Chapter 7 Continued
Professor Katz and Kirk Perry were sitting in the lab, discussing Laura’s accident and speculating about the metal object she’d found. They had a portable TV sitting on one of the table tops, volume turned down on a channel that had a news special about the eruption of Mount Vesuvius. The text bar rolling along the bottom of the screen said that over ten thousand were confirmed dead with many thousands more assumed dead, having a population of over two million people in that area.
“When I talked with Laura on the phone just a little while ago,” Professor Katz told Kirk, “she said that it’s her opinion the metal canister and that scroll that folded flat had something to do with this eruption. She had a dream last night after opening the scroll of the same volcano erupting.”
“Interesting,” Kirk replied. “Did she go in to any more detail about the rest of the icons on the metal scroll?”
The professor shook his head, “She said there were a total of eight squares, each having some sort of diagram on it. One of them, she insists, is Vesuvius. She said Josh actually felt heat on it this morning before they closed it up and left for the campus. She didn’t go in to much more detail on the other diagrams.”

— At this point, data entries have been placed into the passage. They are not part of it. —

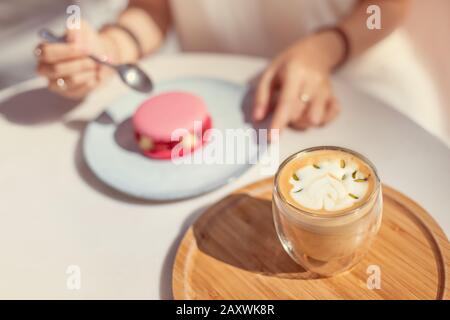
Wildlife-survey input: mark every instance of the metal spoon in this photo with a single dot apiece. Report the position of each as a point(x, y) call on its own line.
point(131, 74)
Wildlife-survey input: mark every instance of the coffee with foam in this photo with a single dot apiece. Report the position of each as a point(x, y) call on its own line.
point(326, 181)
point(327, 206)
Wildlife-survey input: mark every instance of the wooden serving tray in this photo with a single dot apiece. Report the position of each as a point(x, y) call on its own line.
point(232, 252)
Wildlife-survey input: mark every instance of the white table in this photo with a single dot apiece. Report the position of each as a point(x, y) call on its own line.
point(55, 213)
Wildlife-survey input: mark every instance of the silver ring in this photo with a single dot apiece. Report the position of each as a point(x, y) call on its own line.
point(37, 52)
point(61, 84)
point(305, 98)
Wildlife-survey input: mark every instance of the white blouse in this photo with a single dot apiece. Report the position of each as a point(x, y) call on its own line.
point(390, 70)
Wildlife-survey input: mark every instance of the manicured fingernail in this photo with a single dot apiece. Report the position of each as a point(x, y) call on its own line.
point(258, 114)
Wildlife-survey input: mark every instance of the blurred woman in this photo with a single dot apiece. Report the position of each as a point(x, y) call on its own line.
point(306, 41)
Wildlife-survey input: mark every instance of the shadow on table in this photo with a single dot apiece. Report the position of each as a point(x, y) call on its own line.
point(37, 106)
point(90, 178)
point(165, 286)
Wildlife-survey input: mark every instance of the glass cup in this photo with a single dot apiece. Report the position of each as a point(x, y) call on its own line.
point(332, 243)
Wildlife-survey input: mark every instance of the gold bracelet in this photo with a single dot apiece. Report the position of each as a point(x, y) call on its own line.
point(130, 34)
point(345, 42)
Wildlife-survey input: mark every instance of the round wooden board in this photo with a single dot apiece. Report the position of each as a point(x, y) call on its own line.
point(232, 252)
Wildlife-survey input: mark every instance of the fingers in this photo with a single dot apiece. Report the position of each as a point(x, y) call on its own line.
point(317, 107)
point(287, 100)
point(73, 91)
point(332, 111)
point(262, 95)
point(64, 69)
point(57, 52)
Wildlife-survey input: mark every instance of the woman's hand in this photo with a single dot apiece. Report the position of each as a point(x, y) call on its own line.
point(66, 65)
point(296, 85)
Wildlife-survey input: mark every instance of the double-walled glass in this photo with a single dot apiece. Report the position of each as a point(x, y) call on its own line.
point(332, 243)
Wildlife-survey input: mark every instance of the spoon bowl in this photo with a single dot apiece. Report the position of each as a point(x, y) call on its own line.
point(130, 74)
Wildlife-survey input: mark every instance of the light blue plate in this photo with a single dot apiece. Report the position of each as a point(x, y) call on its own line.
point(111, 152)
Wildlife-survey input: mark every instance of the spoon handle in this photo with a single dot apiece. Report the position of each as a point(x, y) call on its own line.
point(49, 36)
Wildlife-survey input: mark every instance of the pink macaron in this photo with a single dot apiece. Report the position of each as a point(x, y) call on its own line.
point(172, 123)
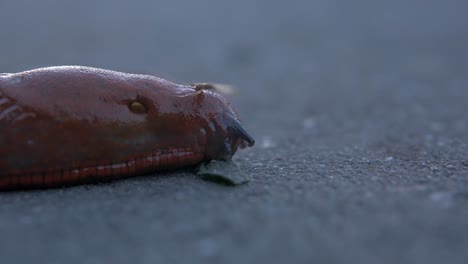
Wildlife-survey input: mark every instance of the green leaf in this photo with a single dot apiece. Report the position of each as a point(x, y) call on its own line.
point(222, 171)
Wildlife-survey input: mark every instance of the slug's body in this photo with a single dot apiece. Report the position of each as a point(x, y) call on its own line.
point(69, 125)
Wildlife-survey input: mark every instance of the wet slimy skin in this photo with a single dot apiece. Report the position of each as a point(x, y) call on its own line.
point(69, 125)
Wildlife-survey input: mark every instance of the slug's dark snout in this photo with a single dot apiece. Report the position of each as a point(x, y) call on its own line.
point(238, 135)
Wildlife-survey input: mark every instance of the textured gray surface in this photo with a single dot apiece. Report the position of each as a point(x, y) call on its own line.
point(359, 109)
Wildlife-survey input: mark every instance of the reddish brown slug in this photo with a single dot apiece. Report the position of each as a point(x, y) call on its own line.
point(71, 124)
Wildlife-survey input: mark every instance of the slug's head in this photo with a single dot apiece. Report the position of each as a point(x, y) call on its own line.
point(224, 131)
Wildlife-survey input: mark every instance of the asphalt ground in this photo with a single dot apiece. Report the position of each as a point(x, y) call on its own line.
point(359, 110)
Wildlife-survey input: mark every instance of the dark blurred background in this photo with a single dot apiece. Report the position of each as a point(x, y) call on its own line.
point(358, 108)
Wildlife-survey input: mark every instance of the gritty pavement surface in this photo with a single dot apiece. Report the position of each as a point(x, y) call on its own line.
point(359, 109)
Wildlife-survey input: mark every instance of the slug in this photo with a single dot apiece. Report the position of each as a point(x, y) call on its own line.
point(69, 125)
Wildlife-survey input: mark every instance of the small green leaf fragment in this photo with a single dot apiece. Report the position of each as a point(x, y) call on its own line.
point(222, 171)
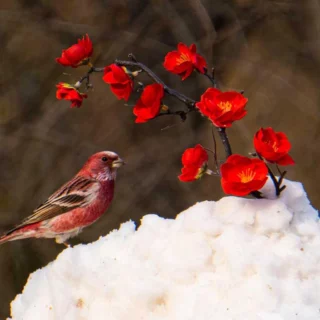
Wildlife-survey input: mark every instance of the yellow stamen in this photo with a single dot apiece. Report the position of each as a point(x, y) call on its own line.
point(275, 146)
point(183, 58)
point(225, 106)
point(246, 175)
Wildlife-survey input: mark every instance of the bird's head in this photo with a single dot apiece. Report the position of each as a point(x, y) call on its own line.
point(103, 165)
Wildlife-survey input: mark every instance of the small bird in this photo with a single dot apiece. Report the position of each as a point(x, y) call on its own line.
point(77, 204)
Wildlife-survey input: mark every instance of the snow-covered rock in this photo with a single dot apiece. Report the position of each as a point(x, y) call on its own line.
point(235, 259)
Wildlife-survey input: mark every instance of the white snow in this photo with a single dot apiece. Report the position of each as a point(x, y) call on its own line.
point(234, 259)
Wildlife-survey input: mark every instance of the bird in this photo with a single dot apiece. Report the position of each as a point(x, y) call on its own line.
point(77, 204)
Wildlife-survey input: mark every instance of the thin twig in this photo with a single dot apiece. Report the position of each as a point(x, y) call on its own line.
point(186, 100)
point(215, 150)
point(224, 138)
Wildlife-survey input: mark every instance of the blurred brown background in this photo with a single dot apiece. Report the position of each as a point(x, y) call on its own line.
point(271, 49)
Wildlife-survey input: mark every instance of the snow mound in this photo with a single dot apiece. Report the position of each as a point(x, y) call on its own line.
point(239, 259)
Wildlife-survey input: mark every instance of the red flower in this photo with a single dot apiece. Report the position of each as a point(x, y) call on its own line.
point(120, 82)
point(78, 54)
point(273, 146)
point(67, 92)
point(184, 61)
point(149, 104)
point(241, 175)
point(194, 162)
point(222, 108)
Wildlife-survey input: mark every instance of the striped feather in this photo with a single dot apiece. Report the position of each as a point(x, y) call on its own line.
point(79, 192)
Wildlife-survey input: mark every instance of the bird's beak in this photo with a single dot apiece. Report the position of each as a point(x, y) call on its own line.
point(118, 163)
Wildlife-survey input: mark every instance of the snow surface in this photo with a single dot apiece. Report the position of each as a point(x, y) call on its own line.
point(235, 259)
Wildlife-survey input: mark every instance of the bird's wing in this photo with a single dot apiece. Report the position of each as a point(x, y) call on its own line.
point(78, 192)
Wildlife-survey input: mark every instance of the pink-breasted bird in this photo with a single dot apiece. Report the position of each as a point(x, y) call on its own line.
point(77, 204)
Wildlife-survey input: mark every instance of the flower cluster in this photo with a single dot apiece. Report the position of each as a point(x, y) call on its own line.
point(240, 175)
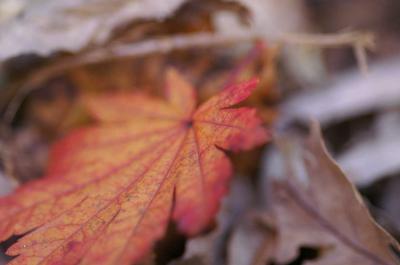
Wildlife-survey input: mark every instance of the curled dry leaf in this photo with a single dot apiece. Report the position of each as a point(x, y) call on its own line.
point(317, 206)
point(49, 26)
point(111, 189)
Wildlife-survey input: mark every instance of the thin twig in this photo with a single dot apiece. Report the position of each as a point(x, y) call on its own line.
point(360, 42)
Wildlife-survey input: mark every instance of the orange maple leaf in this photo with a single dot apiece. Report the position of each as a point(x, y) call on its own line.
point(111, 189)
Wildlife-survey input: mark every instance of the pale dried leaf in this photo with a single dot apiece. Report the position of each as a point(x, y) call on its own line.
point(317, 206)
point(47, 26)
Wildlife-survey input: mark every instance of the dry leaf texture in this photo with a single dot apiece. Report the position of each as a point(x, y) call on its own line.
point(317, 206)
point(111, 189)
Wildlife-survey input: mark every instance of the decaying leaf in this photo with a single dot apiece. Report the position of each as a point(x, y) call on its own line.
point(111, 189)
point(316, 206)
point(48, 26)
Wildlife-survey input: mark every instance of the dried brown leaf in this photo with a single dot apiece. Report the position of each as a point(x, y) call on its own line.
point(317, 206)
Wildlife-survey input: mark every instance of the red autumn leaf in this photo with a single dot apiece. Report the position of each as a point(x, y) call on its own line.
point(111, 189)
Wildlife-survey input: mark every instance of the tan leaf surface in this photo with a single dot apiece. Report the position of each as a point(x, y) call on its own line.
point(317, 206)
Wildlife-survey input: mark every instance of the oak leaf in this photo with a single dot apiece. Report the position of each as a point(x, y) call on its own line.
point(111, 189)
point(317, 206)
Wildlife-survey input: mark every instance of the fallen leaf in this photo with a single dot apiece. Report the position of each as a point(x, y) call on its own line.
point(317, 206)
point(111, 189)
point(73, 25)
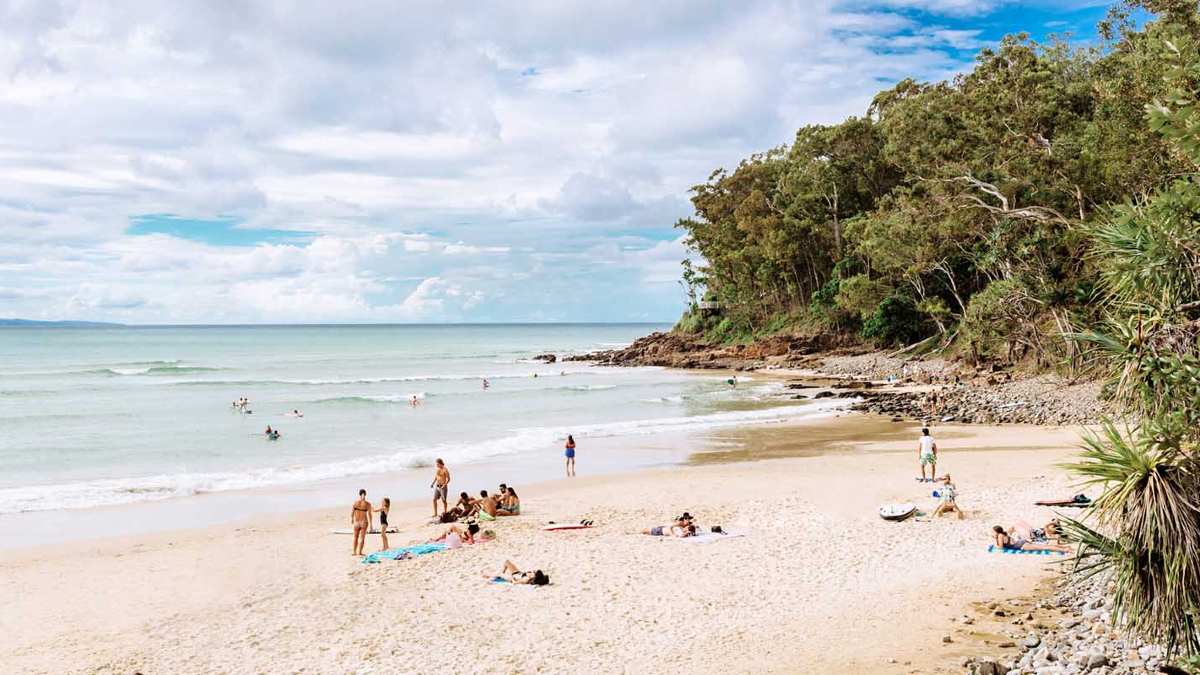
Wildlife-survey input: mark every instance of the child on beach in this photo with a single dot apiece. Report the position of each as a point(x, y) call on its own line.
point(383, 521)
point(947, 495)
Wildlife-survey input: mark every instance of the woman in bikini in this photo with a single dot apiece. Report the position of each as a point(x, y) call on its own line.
point(671, 531)
point(511, 574)
point(383, 521)
point(1007, 542)
point(509, 505)
point(360, 520)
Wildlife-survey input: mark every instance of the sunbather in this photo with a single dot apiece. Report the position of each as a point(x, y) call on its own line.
point(513, 574)
point(510, 505)
point(455, 536)
point(671, 531)
point(1009, 541)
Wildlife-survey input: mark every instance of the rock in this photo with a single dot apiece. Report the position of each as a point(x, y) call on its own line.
point(987, 667)
point(1096, 659)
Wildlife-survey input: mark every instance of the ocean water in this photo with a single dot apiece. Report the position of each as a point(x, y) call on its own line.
point(95, 417)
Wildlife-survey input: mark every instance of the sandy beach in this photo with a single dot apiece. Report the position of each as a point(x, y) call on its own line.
point(819, 583)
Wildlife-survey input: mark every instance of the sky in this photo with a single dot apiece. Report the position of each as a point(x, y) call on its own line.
point(214, 161)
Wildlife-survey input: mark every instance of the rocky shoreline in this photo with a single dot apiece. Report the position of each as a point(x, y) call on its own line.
point(925, 389)
point(1069, 632)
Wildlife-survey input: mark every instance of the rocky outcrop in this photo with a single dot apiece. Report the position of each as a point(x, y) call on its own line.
point(675, 350)
point(1066, 634)
point(1035, 400)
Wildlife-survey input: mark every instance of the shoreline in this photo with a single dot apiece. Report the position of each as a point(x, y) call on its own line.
point(166, 601)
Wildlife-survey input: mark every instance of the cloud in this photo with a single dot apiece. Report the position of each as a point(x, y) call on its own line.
point(245, 162)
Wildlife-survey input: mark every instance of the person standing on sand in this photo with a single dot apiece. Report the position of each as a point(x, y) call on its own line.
point(570, 455)
point(360, 520)
point(383, 521)
point(927, 453)
point(441, 487)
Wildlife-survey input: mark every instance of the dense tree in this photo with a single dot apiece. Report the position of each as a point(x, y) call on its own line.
point(942, 191)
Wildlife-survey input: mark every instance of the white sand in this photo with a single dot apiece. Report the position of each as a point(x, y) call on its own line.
point(820, 584)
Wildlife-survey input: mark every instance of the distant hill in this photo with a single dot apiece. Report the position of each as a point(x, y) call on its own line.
point(25, 322)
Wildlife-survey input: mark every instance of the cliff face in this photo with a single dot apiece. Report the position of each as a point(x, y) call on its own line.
point(675, 350)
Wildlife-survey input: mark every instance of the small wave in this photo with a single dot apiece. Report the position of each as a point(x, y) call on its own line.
point(375, 399)
point(316, 382)
point(151, 488)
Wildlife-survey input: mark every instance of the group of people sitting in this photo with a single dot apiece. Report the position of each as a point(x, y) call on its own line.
point(682, 526)
point(485, 507)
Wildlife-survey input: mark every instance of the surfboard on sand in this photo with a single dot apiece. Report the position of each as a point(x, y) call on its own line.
point(897, 513)
point(391, 530)
point(557, 526)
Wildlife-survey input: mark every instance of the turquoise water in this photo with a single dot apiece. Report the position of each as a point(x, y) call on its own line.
point(107, 416)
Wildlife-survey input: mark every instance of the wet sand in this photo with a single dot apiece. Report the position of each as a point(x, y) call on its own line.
point(820, 583)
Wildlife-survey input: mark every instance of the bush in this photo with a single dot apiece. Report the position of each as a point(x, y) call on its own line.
point(895, 321)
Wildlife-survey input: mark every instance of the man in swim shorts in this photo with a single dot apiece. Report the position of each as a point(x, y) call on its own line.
point(927, 453)
point(441, 487)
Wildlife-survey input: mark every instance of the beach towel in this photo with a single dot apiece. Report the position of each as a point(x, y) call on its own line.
point(402, 551)
point(708, 537)
point(993, 549)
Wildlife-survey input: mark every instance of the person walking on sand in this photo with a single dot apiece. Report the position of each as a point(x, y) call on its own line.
point(441, 487)
point(570, 455)
point(383, 521)
point(927, 453)
point(360, 520)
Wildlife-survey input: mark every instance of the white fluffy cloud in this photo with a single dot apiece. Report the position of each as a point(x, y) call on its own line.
point(436, 162)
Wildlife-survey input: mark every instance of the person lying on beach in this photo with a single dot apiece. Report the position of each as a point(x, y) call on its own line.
point(455, 536)
point(671, 531)
point(1011, 542)
point(513, 574)
point(946, 495)
point(486, 506)
point(510, 505)
point(463, 508)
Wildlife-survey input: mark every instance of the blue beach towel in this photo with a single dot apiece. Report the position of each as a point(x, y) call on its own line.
point(993, 549)
point(396, 554)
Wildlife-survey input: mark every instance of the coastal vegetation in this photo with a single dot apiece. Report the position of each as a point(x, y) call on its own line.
point(959, 213)
point(1043, 205)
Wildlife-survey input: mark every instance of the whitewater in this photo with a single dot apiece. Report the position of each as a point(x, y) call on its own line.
point(101, 417)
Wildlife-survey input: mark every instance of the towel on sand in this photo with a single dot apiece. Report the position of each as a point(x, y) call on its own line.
point(708, 537)
point(993, 549)
point(396, 554)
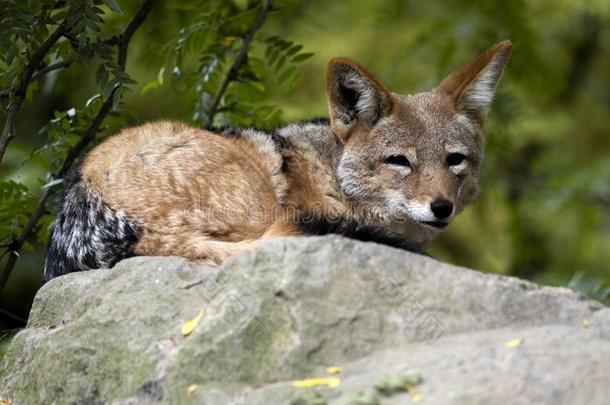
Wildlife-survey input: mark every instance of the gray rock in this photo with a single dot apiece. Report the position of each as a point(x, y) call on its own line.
point(294, 307)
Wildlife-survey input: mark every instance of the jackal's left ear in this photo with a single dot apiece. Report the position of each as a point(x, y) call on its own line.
point(354, 97)
point(472, 87)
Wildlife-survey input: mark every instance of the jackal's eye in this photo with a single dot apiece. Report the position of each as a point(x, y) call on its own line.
point(398, 160)
point(454, 159)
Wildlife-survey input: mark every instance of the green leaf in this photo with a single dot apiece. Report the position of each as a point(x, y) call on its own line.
point(302, 57)
point(113, 6)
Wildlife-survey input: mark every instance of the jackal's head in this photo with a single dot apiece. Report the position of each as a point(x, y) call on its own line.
point(413, 158)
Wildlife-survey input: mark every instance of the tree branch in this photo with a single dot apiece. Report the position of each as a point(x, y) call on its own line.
point(74, 152)
point(19, 92)
point(239, 61)
point(49, 68)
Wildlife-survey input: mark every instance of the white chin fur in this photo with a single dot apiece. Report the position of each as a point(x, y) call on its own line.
point(419, 212)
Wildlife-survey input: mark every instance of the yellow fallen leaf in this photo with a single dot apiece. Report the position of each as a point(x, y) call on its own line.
point(511, 344)
point(415, 396)
point(191, 388)
point(334, 370)
point(189, 326)
point(330, 382)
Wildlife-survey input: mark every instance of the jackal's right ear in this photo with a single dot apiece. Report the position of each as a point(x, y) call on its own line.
point(354, 97)
point(472, 87)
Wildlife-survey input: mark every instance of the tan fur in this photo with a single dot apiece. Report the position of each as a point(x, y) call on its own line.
point(196, 192)
point(204, 195)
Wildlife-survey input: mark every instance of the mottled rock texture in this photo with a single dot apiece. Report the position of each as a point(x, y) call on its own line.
point(294, 307)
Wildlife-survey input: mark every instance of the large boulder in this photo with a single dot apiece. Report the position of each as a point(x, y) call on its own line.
point(294, 307)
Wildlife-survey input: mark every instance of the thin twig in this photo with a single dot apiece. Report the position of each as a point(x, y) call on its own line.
point(239, 61)
point(80, 146)
point(20, 90)
point(49, 68)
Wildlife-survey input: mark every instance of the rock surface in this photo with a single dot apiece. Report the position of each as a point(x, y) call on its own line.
point(292, 308)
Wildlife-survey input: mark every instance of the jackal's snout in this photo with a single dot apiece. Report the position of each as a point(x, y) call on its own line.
point(441, 208)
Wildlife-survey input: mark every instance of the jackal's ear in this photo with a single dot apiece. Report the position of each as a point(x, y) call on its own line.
point(472, 86)
point(354, 97)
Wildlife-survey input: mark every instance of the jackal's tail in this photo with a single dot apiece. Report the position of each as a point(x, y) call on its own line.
point(87, 234)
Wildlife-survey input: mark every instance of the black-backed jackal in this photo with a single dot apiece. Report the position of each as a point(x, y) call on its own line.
point(386, 167)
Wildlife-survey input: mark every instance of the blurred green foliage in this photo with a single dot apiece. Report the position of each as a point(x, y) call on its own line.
point(544, 210)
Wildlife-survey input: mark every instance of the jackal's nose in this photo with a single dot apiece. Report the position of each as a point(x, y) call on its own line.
point(441, 208)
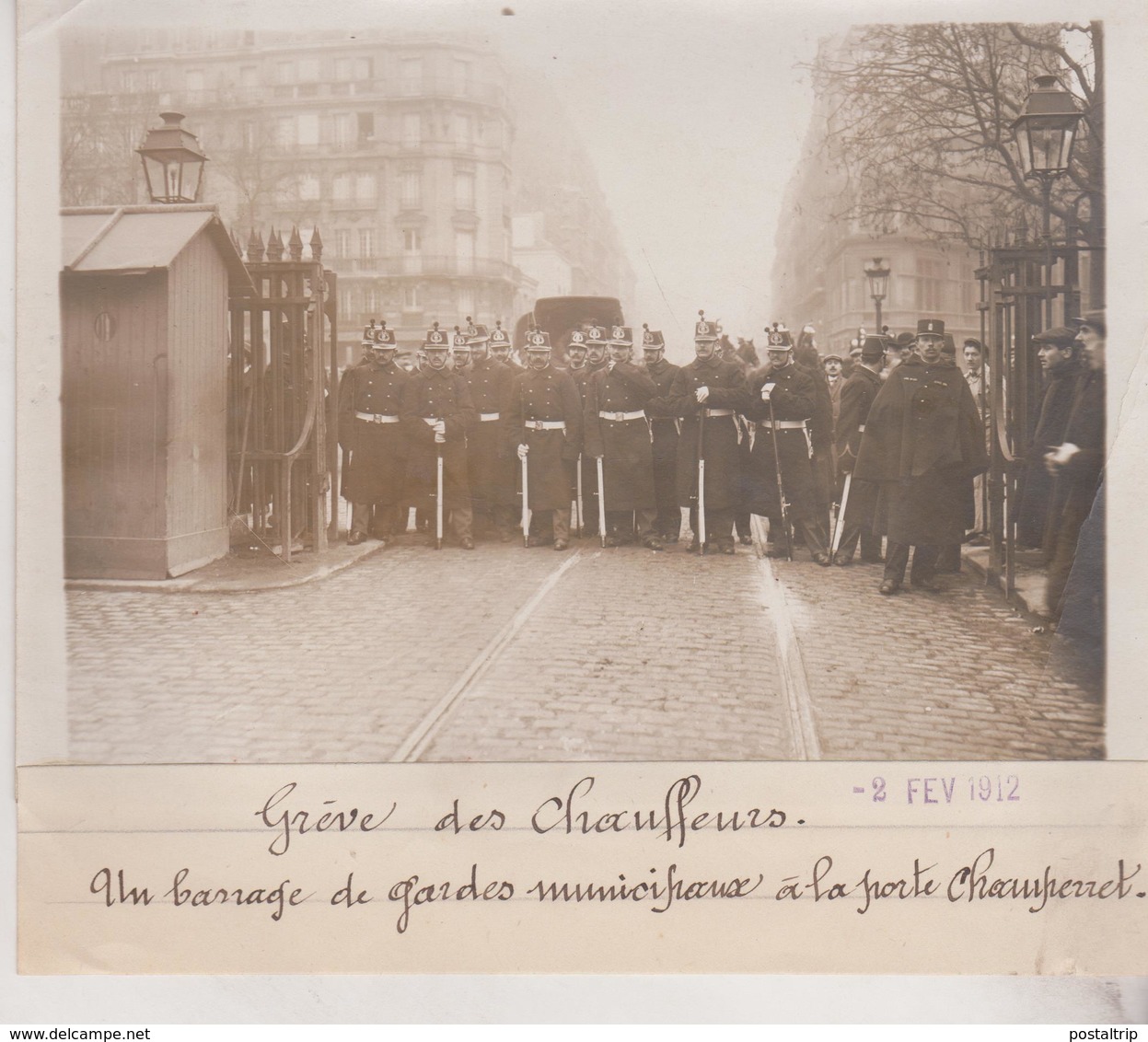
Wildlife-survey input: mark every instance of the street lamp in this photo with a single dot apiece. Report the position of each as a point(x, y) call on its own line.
point(877, 273)
point(172, 162)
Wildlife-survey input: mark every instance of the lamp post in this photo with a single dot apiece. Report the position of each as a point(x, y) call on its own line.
point(172, 162)
point(1045, 133)
point(877, 273)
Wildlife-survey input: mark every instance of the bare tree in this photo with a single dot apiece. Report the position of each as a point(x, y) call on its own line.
point(920, 116)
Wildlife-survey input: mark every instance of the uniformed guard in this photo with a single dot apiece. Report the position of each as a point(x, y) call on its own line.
point(492, 468)
point(665, 427)
point(437, 413)
point(372, 440)
point(544, 427)
point(617, 432)
point(922, 443)
point(705, 396)
point(856, 507)
point(783, 400)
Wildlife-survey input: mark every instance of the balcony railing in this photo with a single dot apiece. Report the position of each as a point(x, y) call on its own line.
point(426, 265)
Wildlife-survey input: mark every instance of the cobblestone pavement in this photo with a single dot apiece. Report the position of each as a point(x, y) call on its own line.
point(624, 655)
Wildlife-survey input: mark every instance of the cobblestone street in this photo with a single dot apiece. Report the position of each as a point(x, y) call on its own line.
point(504, 654)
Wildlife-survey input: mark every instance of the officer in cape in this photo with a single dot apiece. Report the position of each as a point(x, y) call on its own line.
point(617, 431)
point(437, 413)
point(372, 438)
point(544, 428)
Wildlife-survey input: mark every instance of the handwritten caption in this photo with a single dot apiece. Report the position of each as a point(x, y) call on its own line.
point(289, 821)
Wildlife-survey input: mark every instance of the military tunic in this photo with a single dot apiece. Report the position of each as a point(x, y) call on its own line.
point(376, 447)
point(922, 445)
point(728, 392)
point(794, 399)
point(441, 395)
point(491, 468)
point(622, 443)
point(545, 396)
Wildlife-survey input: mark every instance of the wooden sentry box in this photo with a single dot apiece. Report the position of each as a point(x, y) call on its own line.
point(144, 301)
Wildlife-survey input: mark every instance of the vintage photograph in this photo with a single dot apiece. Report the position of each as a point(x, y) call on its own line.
point(557, 384)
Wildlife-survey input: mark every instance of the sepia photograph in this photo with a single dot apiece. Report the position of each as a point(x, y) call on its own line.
point(474, 386)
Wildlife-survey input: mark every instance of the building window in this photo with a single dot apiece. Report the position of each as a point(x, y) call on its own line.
point(364, 186)
point(412, 75)
point(464, 191)
point(309, 187)
point(412, 130)
point(344, 129)
point(412, 190)
point(307, 129)
point(284, 131)
point(464, 252)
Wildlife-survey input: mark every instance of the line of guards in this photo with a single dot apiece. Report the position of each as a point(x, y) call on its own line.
point(631, 445)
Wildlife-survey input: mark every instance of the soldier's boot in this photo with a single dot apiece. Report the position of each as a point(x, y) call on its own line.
point(361, 524)
point(815, 539)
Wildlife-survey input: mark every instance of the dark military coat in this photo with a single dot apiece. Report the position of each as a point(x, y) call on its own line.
point(492, 466)
point(624, 446)
point(375, 459)
point(1055, 406)
point(545, 395)
point(794, 399)
point(858, 395)
point(442, 395)
point(719, 435)
point(923, 443)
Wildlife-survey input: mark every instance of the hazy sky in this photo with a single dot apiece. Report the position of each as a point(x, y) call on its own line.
point(692, 115)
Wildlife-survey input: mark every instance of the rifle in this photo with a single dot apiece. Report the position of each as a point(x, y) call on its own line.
point(437, 505)
point(602, 504)
point(840, 527)
point(702, 480)
point(781, 489)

“Do you think she’s right, professor?” Kirk asked.
“Until I actually get to see this thing and inspect it myself, I don’t want to venture a guess. But if Laura’s hunch is right, it would certainly be a most extraordinary archaeological find.”
Kirk agreed, “Absolutely, yes. I think we should go pick it up right now.”
Katz shook his head. “No, we’ll send a car for her tomorrow. She insisted that she’s going to spend the night there and check in on Josh and Katie in the morning. There’s no point in making that run twice.”
Kirk didn’t necessarily agree, but he didn’t argue the point with his professor. Kirk said, “Okay, but I sure am anxious to see it.”
“So am I, so am I,” Katz agreed.
Kirk excused himself and left the lab, taking out his cell phone to make a call when he reached the hallway. The professor turned up the volume on the TV to get an update on the volcano eruption in Italy.
* * * * *
Evening was approaching and Ty was busy working on his Dad’s old International Super-C tractor. It had a six-foot Woods belly mower under it that needed a belt replaced. Ty had been wrestling it for over two hours, with skinned knuckles and a shirt soaked with sweat to show for it. He was losing the battle. The belt, which he found to be exceptionally long and hard to fit, had to come through a series of complicated pulleys to the rear of the tractor. The belt kept slipping and he couldn’t get the adjustments right. He was kicking himself for not watching his Dad replace it a few years before.
To make things worse, the tractor’s battery was dead. It was an original 6-volt system, only good for a few spins of the engine. He walked to the small campus refrigerator at the north end of the barn to get a beer while the battery charger did its job.
He walked into the woods toward the log cabin. He sat down on a fat tree stump that his Dad had intentionally left when clearing the land for the new home a few years before. His Dad had lovingly called it his ‘contemplation stump’, nestled in the woods in the midst of several huge shaggy-bark hickory trees and surrounded by majestic white oaks, each several feet in diameter. He’d set on the ground next to his Dad many times while his father and he discussed important matters of life, such as how pheasant hunting would be this year or whether Reelfoot lake would continue producing the huge bluegill it had for so long.
Ty had set on the stump many times since his return from St. Louis. He agreed with his Dad that this was a very soothing and peaceful spot to sit and think. While he drank his beer, he thought about the lady he had met at the hospital. He remembered her pleasant smile, perfect teeth and dark blue, almost gray, eyes. It was the look in her eyes that had stuck with him.
Even though it had been a brief conversation, he remembered her eyes to be very deep and thoughtful. He considered her to be highly intelligent and compassionate, judging by the way she had been worrying about her students.
He hoped everything worked out for them. He got up from the stump and walked toward the barn, figuring to use the putty knife to scrape the roto-tiller tines to prepare it for work the next day if the garden dried up a little from today’s rain. As he walked out of the timber and turned towards the barn, he looked west. There was a beautiful sunset fixing to happen this evening. There were still heavy clouds in the sky, but with the sun peeking through periodically, it should make a spectacular sunset. He loved watching the sun go down, twilight creep in, and the stars appear so brilliantly as they did this far out in the country. He was sure people in the cities could not appreciate how the stars just seemed to leap out of their jet black background out here.